Les kilomètres défilent agréablement sur la GSX-R. Malgré quelques vibrations à hauts-régimes, le confort est réel et, pour peu que l’itinéraire ne se résume pas à 400 bornes d’autoroute, on peut rouler longtemps! Bien sûr, elle reste une sportive et ne supportera que très peu de bagages. On ne peut pas tout avoir…
Si la GSX-R va toujours plus loin, c’est surtout dans son niveau de performances! Toujours plus légère, plus vive, elle offre pourtant presque la même puissance depuis bientôt 7 ans: 150 chevaux. C’est le châssis qui fait toute la différence: plutôt que de rompre l’équilibre en gavant sa sept et demi de chevaux, Suzuki n’a de cesse de le bonifier en affûtant son châssis. Résultat: on tire toujours plus avantage du moteur, quelles que soient les conditions.
Plus on la roule et plus la 750 se fait oublier. Si le frisson mécanique en souffre un peu (une 1000 ou un bicylindre offrent plus de sensations), celui du pilotage est bien présent. Sur le sec, les prises d’angles sont impressionnantes et la tenue de route exemplaire. La GSX-R tient son cap, mais reste très réactive au besoin. Un véritable outil! Et le freinage, dans tout ça? Si les étriers Brembo apportent un mordant bienvenu, ce n’est pas la révolution non plus. Il manque encore une paire de durits aviation pour parfaire tout cela. Néanmoins, sur route, vos limites (et celles fixées par la loi…) seront atteintes largement avant d’avoir approché celles de la Suz’.
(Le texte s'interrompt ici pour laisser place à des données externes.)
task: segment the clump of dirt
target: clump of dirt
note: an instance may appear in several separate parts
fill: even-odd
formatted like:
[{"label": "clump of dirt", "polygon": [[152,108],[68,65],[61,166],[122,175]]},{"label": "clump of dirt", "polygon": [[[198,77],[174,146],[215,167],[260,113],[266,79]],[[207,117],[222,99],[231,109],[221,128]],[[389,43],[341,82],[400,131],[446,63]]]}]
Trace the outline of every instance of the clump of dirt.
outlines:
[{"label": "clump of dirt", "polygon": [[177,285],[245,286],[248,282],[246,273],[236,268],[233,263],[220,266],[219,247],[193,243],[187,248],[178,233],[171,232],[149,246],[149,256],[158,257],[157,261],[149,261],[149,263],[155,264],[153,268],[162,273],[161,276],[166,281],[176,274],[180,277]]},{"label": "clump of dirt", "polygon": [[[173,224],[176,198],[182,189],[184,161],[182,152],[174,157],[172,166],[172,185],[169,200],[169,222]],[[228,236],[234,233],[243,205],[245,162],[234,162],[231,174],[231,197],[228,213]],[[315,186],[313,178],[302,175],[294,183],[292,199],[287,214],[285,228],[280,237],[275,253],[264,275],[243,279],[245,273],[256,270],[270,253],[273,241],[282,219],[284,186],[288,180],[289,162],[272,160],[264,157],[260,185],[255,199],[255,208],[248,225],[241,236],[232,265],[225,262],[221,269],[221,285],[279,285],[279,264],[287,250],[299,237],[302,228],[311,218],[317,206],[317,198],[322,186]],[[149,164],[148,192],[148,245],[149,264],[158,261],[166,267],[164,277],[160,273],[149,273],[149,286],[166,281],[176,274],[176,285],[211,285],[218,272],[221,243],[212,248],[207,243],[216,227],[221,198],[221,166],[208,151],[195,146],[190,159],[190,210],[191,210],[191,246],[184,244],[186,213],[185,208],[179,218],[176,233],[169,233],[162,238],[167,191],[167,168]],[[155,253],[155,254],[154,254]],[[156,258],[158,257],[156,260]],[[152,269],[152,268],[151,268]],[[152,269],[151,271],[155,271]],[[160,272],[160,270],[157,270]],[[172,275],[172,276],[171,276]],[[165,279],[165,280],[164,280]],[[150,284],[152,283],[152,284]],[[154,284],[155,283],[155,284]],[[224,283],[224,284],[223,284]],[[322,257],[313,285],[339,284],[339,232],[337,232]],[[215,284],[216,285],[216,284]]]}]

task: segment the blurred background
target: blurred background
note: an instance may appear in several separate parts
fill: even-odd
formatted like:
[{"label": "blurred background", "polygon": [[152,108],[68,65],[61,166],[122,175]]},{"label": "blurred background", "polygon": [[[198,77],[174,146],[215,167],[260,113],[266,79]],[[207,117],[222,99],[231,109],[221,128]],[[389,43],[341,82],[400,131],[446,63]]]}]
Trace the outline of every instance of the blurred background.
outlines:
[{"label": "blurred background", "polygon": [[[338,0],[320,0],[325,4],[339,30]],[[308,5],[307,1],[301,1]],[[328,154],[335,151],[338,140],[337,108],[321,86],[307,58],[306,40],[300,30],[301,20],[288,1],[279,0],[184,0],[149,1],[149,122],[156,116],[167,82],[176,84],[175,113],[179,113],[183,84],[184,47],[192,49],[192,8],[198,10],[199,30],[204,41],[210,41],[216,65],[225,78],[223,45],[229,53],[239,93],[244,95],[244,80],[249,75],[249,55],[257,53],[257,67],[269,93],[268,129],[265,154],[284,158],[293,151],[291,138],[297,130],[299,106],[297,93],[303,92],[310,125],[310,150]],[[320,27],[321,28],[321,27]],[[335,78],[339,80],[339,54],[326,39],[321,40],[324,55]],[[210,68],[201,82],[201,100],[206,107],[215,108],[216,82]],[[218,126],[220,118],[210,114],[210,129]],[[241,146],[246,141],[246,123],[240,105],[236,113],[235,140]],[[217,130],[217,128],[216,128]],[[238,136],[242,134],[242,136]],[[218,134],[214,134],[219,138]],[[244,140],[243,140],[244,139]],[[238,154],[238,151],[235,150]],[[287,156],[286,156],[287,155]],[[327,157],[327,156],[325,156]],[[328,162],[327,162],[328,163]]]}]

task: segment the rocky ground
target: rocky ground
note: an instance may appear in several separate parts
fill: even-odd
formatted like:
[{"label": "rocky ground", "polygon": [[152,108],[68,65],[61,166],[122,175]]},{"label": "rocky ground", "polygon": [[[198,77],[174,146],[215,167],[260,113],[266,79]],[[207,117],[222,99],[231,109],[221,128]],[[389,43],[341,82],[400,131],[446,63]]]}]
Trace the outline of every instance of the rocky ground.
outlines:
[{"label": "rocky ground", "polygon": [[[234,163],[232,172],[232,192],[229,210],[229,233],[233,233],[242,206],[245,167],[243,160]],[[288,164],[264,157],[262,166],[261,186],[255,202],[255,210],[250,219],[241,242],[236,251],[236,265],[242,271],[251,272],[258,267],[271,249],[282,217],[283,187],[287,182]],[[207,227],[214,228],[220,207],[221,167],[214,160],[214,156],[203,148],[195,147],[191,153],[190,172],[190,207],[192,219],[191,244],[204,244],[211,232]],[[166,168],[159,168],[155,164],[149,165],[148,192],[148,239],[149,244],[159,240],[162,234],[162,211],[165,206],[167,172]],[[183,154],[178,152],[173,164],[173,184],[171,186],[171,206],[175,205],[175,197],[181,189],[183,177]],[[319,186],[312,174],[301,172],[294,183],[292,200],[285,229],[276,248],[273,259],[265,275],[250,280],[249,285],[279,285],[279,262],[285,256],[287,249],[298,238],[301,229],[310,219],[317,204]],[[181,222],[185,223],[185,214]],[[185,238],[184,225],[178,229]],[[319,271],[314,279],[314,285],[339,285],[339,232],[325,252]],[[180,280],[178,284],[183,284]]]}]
On roule en confiance et sans surprise avec cette GSX-R 750. Son équilibre parfait entre facilité et performances en font un engin diablement plaisant à rouler et redoutable à l’attaque. Entre une 600 jouissive mais très pousse-au-crime et une 1000 exigeant un certain niveau, la 750 accompagne son pilote. Un compromis idéal, dont les autres marques japonaises pourraient s’inspirer. Mais il est dur de lutter contre cette « mamie » de 26 ans, qui règne sur sa catégorie.